What can I do to reduce spam traps now?
- Establish an on-going process for actively removing subscribers that are both aged and inactive
- Following a spam trap hit, isolate any new data that was sent within the last 24 hours. This will define which set of emails or segment contained the trap hit. (Example: If the total file is 1M addresses, this segment or section of the file with the trap hit might be 100,000 email addresses
- Divide the email segments into a smaller sub-set of addresses that can you mail, to determine which sub-set contains the spam trap hit. (Example: create 10 sub-sets out of the file with 10,000 email addresses each).
- Mail each of the subsets in turn over a period of time to see if you continue to hit a trap. (Example: Mail a single sub-set every day over a 10 day period).
- If the segment doesn’t contain a trap hit you can add it back to the main segment or file knowing that it is clean at this point in time.

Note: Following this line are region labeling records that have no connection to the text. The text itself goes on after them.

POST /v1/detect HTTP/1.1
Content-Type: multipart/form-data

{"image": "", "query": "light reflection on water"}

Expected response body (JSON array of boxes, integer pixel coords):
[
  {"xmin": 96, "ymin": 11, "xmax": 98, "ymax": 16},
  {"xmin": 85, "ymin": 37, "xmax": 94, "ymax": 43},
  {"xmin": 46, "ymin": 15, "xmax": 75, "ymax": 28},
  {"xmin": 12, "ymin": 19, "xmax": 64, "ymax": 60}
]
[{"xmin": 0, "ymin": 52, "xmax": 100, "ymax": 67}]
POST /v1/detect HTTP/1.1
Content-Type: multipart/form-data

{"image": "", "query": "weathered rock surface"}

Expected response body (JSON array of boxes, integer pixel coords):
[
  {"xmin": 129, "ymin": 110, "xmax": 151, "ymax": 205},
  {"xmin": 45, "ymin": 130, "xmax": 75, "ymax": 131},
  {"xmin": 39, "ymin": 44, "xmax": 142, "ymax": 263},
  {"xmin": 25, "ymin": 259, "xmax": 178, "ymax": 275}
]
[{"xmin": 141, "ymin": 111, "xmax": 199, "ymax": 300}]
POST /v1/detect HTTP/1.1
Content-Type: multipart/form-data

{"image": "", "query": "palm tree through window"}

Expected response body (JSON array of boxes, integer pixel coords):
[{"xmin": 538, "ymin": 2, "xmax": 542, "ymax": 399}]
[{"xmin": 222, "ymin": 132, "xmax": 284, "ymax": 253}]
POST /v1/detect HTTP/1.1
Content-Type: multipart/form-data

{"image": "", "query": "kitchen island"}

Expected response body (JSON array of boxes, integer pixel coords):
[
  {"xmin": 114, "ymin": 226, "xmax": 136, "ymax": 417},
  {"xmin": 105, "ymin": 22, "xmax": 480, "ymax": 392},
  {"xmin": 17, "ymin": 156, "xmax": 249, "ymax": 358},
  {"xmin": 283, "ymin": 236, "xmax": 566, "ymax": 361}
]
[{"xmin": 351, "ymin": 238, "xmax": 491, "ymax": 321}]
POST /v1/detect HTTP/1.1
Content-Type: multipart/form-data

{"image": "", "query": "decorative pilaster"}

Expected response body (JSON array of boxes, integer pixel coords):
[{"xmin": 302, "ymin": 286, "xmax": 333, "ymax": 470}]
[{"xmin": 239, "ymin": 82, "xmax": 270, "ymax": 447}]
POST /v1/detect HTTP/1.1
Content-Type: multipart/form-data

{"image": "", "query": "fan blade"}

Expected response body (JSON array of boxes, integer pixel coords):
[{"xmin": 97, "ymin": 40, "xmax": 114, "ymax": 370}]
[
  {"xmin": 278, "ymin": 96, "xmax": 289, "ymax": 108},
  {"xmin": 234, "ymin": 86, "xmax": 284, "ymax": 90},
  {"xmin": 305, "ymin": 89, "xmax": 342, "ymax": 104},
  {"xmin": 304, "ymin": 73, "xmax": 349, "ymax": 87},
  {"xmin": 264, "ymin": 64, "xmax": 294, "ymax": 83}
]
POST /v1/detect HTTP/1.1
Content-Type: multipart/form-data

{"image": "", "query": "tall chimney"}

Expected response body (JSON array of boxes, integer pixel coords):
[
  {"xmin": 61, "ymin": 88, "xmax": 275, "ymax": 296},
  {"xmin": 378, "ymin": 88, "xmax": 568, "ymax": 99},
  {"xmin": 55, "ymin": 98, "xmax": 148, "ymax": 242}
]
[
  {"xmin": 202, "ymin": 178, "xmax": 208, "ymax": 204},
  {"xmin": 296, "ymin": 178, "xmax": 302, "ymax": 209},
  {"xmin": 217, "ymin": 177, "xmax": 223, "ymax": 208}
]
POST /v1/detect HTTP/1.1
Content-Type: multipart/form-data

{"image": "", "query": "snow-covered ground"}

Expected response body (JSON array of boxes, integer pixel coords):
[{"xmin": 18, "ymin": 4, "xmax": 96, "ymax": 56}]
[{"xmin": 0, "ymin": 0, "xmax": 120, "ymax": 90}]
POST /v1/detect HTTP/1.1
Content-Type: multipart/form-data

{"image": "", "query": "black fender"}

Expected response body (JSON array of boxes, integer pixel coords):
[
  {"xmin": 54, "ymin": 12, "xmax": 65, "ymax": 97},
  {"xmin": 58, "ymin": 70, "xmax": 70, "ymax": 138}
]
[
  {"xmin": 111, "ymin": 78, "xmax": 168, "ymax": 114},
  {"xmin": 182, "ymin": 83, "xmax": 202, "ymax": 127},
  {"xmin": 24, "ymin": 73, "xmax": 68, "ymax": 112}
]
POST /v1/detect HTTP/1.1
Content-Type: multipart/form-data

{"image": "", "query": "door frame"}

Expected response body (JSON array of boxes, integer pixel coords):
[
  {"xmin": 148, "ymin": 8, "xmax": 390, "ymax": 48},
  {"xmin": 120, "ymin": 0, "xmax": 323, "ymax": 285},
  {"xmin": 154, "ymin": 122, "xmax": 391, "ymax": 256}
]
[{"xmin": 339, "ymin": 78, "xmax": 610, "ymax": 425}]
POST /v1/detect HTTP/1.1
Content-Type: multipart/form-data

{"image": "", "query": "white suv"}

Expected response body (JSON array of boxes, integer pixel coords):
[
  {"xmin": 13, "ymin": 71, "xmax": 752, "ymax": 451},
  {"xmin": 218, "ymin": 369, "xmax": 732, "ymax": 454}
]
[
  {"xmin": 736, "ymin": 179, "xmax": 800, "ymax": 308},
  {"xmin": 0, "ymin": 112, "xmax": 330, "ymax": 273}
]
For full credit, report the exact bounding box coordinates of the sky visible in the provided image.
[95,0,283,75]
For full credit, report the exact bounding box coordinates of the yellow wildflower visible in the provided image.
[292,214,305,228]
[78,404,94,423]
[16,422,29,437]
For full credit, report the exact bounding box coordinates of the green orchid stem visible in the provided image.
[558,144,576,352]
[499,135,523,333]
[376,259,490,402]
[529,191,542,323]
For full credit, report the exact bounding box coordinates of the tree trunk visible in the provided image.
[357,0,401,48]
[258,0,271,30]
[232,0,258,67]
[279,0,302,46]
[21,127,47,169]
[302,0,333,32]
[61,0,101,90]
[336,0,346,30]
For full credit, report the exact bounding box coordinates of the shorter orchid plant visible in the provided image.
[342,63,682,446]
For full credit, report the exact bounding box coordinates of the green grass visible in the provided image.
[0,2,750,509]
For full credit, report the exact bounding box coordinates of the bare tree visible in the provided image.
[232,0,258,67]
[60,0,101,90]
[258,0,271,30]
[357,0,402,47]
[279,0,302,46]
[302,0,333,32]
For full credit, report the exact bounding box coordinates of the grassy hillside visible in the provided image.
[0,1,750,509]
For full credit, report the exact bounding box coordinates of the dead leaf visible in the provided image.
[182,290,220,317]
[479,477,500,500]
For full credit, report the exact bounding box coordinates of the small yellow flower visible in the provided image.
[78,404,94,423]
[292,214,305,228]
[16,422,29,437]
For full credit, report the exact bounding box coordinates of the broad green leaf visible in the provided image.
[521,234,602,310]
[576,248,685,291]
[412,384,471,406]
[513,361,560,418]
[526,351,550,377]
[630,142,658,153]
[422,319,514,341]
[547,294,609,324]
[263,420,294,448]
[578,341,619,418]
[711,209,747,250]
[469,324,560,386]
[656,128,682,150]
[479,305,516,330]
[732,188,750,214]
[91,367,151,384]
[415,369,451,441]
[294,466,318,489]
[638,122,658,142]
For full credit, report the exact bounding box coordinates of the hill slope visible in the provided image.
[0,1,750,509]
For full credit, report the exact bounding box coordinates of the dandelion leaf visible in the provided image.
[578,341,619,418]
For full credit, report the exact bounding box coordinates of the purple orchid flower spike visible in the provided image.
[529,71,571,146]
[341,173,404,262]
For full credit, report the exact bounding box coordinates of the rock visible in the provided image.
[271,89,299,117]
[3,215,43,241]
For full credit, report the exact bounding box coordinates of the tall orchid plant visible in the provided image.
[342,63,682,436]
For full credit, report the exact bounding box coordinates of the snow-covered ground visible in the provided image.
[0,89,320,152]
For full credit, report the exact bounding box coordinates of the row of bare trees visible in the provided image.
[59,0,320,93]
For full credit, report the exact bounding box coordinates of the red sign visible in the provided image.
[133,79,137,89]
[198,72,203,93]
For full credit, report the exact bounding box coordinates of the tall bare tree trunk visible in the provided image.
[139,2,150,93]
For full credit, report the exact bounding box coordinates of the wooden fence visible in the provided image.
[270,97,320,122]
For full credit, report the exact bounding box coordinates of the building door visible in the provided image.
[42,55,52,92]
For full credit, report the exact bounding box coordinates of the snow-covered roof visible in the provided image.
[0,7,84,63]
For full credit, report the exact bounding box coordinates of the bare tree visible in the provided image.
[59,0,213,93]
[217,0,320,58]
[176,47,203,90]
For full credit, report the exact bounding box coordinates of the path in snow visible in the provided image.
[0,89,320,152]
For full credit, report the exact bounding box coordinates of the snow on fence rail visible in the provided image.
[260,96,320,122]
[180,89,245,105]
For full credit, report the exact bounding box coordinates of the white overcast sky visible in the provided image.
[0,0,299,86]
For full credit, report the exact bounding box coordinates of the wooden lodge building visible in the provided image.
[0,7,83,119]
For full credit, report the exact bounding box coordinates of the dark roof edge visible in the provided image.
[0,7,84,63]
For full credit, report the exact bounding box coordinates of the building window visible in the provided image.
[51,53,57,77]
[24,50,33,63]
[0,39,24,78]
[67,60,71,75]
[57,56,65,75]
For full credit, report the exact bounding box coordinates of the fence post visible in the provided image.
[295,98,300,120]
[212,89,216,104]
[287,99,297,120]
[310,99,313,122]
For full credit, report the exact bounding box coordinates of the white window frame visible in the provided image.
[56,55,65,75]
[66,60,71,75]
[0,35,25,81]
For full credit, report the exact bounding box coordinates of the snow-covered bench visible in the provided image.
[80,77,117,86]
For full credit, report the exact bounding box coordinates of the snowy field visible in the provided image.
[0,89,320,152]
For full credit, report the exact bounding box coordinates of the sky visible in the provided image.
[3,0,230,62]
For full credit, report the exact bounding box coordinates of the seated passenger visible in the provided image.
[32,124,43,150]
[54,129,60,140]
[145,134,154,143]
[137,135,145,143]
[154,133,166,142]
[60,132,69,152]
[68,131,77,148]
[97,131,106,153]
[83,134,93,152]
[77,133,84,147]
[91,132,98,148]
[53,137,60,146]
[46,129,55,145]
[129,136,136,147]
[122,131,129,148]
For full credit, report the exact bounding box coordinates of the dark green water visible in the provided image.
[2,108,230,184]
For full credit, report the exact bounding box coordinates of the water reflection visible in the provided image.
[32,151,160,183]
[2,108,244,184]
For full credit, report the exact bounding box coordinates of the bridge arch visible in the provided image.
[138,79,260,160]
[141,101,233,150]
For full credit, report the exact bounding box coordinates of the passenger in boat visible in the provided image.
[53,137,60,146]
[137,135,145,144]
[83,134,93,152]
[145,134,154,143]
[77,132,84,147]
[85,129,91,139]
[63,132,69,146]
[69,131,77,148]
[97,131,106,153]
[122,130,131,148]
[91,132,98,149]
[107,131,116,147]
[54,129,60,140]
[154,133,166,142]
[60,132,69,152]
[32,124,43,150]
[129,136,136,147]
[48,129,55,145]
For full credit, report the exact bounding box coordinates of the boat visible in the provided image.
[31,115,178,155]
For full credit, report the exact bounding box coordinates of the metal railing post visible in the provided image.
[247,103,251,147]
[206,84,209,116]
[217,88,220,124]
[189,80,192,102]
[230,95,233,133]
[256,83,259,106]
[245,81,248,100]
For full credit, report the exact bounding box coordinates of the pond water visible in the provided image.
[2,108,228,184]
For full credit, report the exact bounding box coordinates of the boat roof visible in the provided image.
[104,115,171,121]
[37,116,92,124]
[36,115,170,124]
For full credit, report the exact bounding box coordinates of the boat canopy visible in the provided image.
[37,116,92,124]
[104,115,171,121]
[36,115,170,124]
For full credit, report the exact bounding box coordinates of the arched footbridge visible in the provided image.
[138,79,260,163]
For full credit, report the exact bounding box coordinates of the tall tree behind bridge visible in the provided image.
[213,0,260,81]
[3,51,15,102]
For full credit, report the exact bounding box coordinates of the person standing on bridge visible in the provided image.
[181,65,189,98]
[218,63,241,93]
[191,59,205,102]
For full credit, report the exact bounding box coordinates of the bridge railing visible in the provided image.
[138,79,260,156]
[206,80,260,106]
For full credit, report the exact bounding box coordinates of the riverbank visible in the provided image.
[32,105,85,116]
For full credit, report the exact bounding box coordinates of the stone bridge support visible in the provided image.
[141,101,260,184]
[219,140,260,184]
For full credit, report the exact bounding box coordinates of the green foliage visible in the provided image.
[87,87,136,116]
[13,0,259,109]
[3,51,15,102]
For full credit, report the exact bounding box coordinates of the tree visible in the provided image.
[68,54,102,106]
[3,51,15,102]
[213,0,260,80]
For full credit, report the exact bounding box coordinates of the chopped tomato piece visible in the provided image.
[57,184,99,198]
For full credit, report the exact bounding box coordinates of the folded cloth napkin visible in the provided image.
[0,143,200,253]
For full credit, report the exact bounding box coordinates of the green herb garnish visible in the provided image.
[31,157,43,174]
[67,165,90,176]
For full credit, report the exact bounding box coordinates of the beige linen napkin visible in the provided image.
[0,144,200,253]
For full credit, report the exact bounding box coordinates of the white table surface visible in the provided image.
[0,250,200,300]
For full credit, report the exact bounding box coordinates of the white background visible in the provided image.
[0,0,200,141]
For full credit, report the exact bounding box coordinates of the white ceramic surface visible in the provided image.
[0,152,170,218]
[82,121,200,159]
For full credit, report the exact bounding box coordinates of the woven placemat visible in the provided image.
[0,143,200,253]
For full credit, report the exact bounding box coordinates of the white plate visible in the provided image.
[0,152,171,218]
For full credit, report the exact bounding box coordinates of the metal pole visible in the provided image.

- If the segment does contain a trap hit you can continue to break the emails down to smaller subsets and continue steps 3-5. You can also send a re-opt-in email notifying users that they will need to opt-in to your email again or else they will no longer continue receiving email from your brand. Then remove the addresses or segment of addresses that do not respond from your file.
- Ensure that a bounce, opt-out, or suppression file was not mailed.
- Review old inactive data to determine if the risk mailing to these addresses is worth hitting a spam trap. Remember, spam traps will not open, click URLs, or make online purchases.
How do I prevent Future spam trap hits?
- Consider implementing a double opt-in subscription process. Each time you get a new subscriber, send them an email requiring that they click on the confirmation URL to confirm their subscription. Remember, spam traps will not click through so this is a very effective way to prevent traps from staying on your lists.
- Make sure your address collection process automatically excludes/removes:
- abuse@ and postmaster@ addresses,
- malformed addresses with misspelled domains (i.e. me@hotmai.lcom)
- role accounts (i.e. sales@company.com, customerservice@company.com)
- nonsensical email addresses (ex. 123abc@xyz987.com)
- When receiving subscriptions from third party partners, affiliates, or list services:
- Test a sample of the file from a separate IP space and monitor spam trap hits before adding the file to your database.
- Review the partner data file to ensure malformed, role account, nonsensical addresses are removed.
- Mail partner data from separate IP space to monitor on-going data quality.
- Regularly audit the partner's sign-up process to ensure that it meets industry best practices for address collection.
- Establish hard and soft bounce rules appropriate to your sending practices. Remove unknown users on the first 5xx bounce when it says something such as "email address does not exist" or "unknown user" in the description. Be sure you do not remove 5xx bounce emails when caused by "spam violations", "spam policies", etc.
- Implement a companywide suppression list of accumulated complaints, unsubscribes and removed inactive addresses
- Establish an on-going process for actively removing subscribers that are both old and inactive.